Research shows that just a 5% boost in retention rates increases profits from 25% to 95%. Now is the time to throw everything you have at retention. Imagine your thoughts as you look back on this time. Will you be better off suffering a huge drop in site traffic but retaining more existing business or growing site traffic but losing a few likely retainable clients in the process? Improved retention and sustained site traffic don’t have to be mutually exclusive, but retention should be an easy choice over site traffic.
Here are two tactics to help immediately optimize your retention strategies:
Prioritize your client outreach based on existing and future value. While we’ve defined empathy and compassion as the North star for navigating these times, you must still be generating revenue to stay in business. Allocate the time and resources you spend on one-to-one outreach in descending order based on a client’s current value as well as future value to grow with your business. *This should be a standard best practices for account management, but now’s a great time to implement it.
Get all hands on deck to conduct outreach. Each of your clients may have their own account manager depending on the nature of your business. This outreach is different than the day-to-day back and forth between clients and account owners. Bring your executives to the table, get them briefed on their client list, and have them check-in with at least your top clients – using empathy and compassion.
Pull back on lower-funnel and push your brand
Truly embodying empathy and compassion will require adjusting communications and campaigns across the board. Everything needs to be on the table for review. This means social, email, PPC, syndicated content, and other marketing and advertising channels. If you haven’t already, pivoting your messaging in each of these channels is vital to success at a time like this.

Would you try to hard sell someone on your product over a video chat while you can hear their kids in the background and see the exhaustion in their face? If you’re employing cookie-based, retargeting, or other personalized ads, this is not the time to be pushing “10% off if you commit now” or “we’re better than xyz competitor” messages.
It’s time to pull campaigns targeting prospects and leads at the bottom of your conversion funnel. Tina Moffett, senior analyst at Forrester, recommends:
“Review creative now, and consider reassuring marketing messaging so you sound less opportunistic and more empathetic.”

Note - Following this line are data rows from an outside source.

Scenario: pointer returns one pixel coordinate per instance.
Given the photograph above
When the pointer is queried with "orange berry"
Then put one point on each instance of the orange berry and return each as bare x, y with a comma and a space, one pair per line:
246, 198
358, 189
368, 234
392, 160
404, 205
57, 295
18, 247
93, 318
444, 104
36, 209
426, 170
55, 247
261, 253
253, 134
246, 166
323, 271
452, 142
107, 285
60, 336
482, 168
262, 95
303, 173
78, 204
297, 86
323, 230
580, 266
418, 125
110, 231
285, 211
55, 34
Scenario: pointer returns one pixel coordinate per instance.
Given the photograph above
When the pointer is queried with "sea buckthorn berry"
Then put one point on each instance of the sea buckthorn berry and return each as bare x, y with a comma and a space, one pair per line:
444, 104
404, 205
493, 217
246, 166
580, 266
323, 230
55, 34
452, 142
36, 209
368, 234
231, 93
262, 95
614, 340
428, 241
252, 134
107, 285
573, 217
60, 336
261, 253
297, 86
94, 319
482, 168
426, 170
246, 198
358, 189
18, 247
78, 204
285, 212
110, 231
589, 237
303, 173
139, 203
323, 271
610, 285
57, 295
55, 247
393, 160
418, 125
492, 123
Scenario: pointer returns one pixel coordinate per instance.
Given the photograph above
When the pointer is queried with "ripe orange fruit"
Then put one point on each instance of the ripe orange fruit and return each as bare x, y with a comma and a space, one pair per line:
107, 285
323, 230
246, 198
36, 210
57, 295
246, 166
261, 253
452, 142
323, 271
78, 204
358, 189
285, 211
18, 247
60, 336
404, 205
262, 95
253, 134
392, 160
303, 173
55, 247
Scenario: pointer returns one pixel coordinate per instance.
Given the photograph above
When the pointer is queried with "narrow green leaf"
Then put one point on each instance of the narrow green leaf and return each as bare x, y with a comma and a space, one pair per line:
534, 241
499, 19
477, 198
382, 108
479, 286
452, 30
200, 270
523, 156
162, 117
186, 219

The “reassuring messaging” Moffett describes needs to come from your brand. You should really dedicate some time to contemplate and define what this more humanized brand messaging will be. Think of this as a forced, quasi-rebranding exercise.

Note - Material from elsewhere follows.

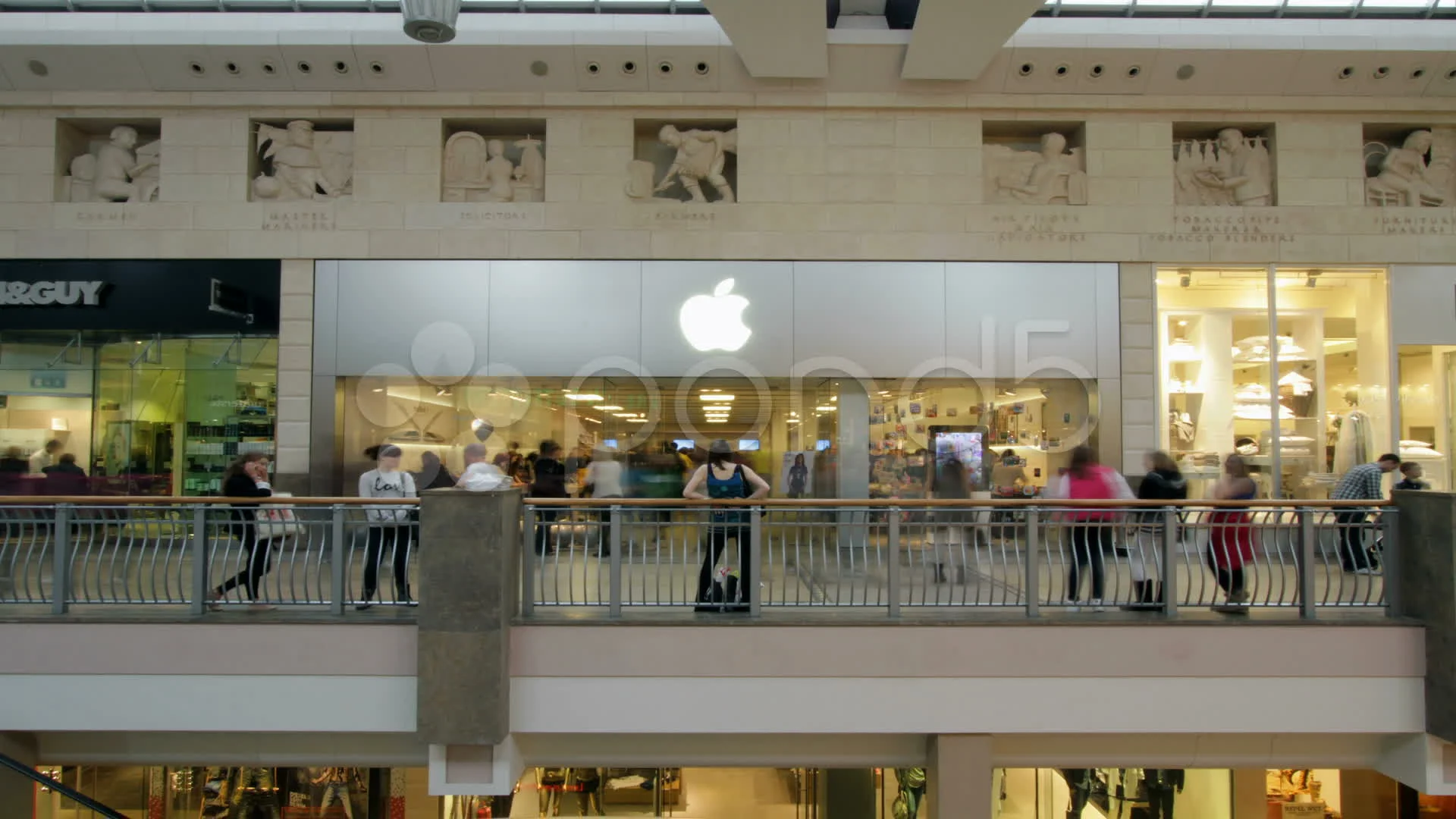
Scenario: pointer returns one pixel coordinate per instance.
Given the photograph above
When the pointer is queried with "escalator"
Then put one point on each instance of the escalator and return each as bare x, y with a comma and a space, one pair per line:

Your bottom-of-funnel messaging and valuable conversions will come back after a while, but there’s definitely long-term value in creating an empathetic, human-centric message outside of these immediate needs.
Take immediate action now, then plan for what may come
These three marketing tactics can, and should be, immediately implemented. You’re not too late to make adjustments. It definitely feels like we’ve already been at this for a decade, but we’ve got plenty more to go. And the emotional toll will remain for some time, regardless of if and how things improve or worsen. That’s what these strategies respond to – the emotional well being of your clients.
As you prepare your augmented, empathy-driven marketing adjustments, consider going a step further to get ahead of other potential ramifications yet to come.
Consider how you can sustain marketing performance if we end up in an extended lock-down through the summer or beyond. Now is the time to ideate around those needs. You may also want to consider a plan and messaging that speaks to the reality of an economic downturn.
Again, start with employing empathy throughout your marketing efforts and then look to prepare for what may or may not come. And don’t forget to take some time for yourself. Practice what you preach on yourself. You’re only human. Show yourself some compassion and empathy. You and your marketing metrics will be glad you did!